- Born: 18 June 1880 Parramatta, New South Wales, Australia
- Died: 16 August 1965 (aged 85) Berrima, New South Wales, Australia
- Other name: "Chips" Weston
- Education: School of Art Wood-Carving, South Kensington
- Occupation: Cabinet-maker

= Nora Kate Weston =

Australian cabinet-maker and woodcarver

Nora Kate Weston (June 18, 1880 – August 16, 1965), also known as "Chips" Weston, was an Australian cabinet-maker who taught woodcarving, carpentry and leatherwork. She was influential in the arts and crafts movement in Australia.

==Early life==
Nora Kate Weston was born on 18 June 1880 at Parramatta in New South Wales. Her parents were Frederick Weston and Mary Ann Elliott. She had eight brothers and sisters.

==Career==
Weston studied in London at the School of Art Wood-Carving, South Kensington.

Weston opened Sydney studios which offered art classes, lessons in woodcarving, carpentry and leatherwork.

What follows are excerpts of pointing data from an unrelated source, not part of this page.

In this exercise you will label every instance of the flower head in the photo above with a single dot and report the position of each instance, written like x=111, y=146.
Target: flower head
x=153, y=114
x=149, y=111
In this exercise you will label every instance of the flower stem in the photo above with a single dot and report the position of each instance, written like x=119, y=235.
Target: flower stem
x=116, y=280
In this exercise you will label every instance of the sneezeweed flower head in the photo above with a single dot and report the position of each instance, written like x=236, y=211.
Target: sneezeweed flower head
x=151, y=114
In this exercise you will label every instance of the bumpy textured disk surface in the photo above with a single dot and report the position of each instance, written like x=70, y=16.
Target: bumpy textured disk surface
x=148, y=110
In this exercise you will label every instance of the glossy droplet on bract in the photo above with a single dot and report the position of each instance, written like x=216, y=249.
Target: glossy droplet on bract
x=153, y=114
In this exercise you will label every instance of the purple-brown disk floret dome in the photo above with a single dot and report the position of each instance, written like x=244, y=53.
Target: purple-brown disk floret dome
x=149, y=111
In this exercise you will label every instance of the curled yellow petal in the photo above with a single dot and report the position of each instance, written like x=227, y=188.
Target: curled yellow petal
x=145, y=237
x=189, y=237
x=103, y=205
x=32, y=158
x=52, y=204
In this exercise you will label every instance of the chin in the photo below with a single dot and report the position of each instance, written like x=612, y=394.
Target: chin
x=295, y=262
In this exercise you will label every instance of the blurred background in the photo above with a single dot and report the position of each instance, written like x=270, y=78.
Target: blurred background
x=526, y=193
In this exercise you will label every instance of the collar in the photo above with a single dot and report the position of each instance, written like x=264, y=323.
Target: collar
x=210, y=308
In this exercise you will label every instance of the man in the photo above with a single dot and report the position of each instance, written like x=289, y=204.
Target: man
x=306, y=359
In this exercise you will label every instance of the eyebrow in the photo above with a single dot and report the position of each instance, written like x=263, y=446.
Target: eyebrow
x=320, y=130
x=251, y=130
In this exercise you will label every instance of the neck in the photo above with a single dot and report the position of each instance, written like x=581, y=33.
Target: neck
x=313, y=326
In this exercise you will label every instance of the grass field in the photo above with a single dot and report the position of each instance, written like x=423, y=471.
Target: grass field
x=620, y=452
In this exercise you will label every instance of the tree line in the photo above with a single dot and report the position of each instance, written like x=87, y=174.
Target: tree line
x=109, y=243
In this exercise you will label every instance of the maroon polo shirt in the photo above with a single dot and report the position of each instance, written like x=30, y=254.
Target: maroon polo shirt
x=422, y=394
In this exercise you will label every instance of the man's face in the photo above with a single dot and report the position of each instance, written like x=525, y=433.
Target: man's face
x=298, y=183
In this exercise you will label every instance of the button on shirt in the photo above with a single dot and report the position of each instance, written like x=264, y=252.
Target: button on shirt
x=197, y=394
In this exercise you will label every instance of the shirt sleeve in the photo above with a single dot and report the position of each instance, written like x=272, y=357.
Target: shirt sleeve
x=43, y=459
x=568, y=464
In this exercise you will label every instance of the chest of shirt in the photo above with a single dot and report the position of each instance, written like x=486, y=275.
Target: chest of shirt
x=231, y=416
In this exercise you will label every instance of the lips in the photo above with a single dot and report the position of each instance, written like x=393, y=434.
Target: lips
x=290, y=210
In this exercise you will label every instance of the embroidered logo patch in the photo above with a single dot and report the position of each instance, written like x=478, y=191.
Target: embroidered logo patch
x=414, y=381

Together with her partner Eirene Mort, and artists Dorothea Adams and Beatrice Pearson, she gave private lessons to adults and groups of children at their studio.

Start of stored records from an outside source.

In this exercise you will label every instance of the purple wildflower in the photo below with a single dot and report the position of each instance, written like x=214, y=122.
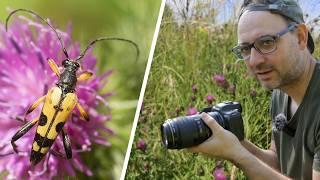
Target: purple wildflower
x=210, y=98
x=194, y=88
x=232, y=89
x=24, y=77
x=220, y=80
x=192, y=111
x=142, y=145
x=219, y=174
x=253, y=93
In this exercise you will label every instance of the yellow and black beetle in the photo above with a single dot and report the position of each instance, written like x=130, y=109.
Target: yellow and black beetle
x=58, y=102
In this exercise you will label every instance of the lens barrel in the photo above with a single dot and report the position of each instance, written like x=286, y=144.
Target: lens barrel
x=187, y=131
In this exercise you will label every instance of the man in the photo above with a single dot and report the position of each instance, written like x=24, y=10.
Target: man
x=277, y=49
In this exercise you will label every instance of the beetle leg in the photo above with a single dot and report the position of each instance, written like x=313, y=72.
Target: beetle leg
x=67, y=144
x=35, y=105
x=85, y=76
x=22, y=131
x=54, y=67
x=83, y=113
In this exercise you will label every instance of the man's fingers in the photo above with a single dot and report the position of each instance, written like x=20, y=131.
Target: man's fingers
x=212, y=123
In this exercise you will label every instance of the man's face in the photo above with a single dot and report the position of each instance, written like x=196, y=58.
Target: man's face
x=279, y=68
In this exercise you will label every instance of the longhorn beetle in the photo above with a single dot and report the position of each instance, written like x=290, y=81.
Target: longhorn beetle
x=58, y=102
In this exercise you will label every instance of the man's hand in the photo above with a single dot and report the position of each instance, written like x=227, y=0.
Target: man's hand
x=221, y=144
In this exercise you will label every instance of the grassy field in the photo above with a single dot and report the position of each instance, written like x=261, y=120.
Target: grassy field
x=90, y=20
x=184, y=71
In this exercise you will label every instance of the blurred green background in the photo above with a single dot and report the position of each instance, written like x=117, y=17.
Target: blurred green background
x=92, y=19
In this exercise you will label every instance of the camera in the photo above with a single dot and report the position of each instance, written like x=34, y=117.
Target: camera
x=187, y=131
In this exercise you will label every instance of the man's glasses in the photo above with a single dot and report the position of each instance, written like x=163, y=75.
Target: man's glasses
x=264, y=45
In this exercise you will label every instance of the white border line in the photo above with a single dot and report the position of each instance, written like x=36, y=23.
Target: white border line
x=143, y=88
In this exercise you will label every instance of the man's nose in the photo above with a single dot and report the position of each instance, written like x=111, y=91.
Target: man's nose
x=255, y=58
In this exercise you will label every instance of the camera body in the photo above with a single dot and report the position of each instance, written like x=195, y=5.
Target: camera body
x=188, y=131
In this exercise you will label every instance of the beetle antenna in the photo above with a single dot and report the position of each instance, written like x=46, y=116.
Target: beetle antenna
x=109, y=39
x=45, y=21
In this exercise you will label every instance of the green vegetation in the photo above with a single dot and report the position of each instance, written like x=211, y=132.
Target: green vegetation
x=93, y=19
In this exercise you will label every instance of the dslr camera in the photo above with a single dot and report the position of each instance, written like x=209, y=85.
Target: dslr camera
x=187, y=131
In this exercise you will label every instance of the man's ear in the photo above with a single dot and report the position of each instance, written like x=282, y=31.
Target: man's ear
x=302, y=33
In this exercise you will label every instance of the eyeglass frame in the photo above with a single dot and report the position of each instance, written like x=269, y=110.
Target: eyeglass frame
x=277, y=36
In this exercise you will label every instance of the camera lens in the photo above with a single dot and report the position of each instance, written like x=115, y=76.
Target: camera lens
x=187, y=131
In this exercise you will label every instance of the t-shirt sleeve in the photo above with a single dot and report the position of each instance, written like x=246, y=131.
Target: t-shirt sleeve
x=316, y=157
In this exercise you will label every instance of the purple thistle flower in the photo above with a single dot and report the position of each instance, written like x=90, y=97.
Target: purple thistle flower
x=219, y=174
x=220, y=80
x=210, y=98
x=193, y=98
x=142, y=145
x=194, y=88
x=232, y=89
x=24, y=77
x=192, y=111
x=253, y=93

The studio became a professional design and Australian art centre which operated for more than 30 years. They promoted Australian products and design, designing and manufacturing furniture, wood carving, metalwork, bookbinding and leatherwork, using their own designs.

Weston was an early member of the Society of Arts and Crafts of New South Wales.

Weston taught crafts to wounded soldiers in various hospitals in World War I and in World War II.

==Personal life==
Weston died on 16 August 1965 at Berrima.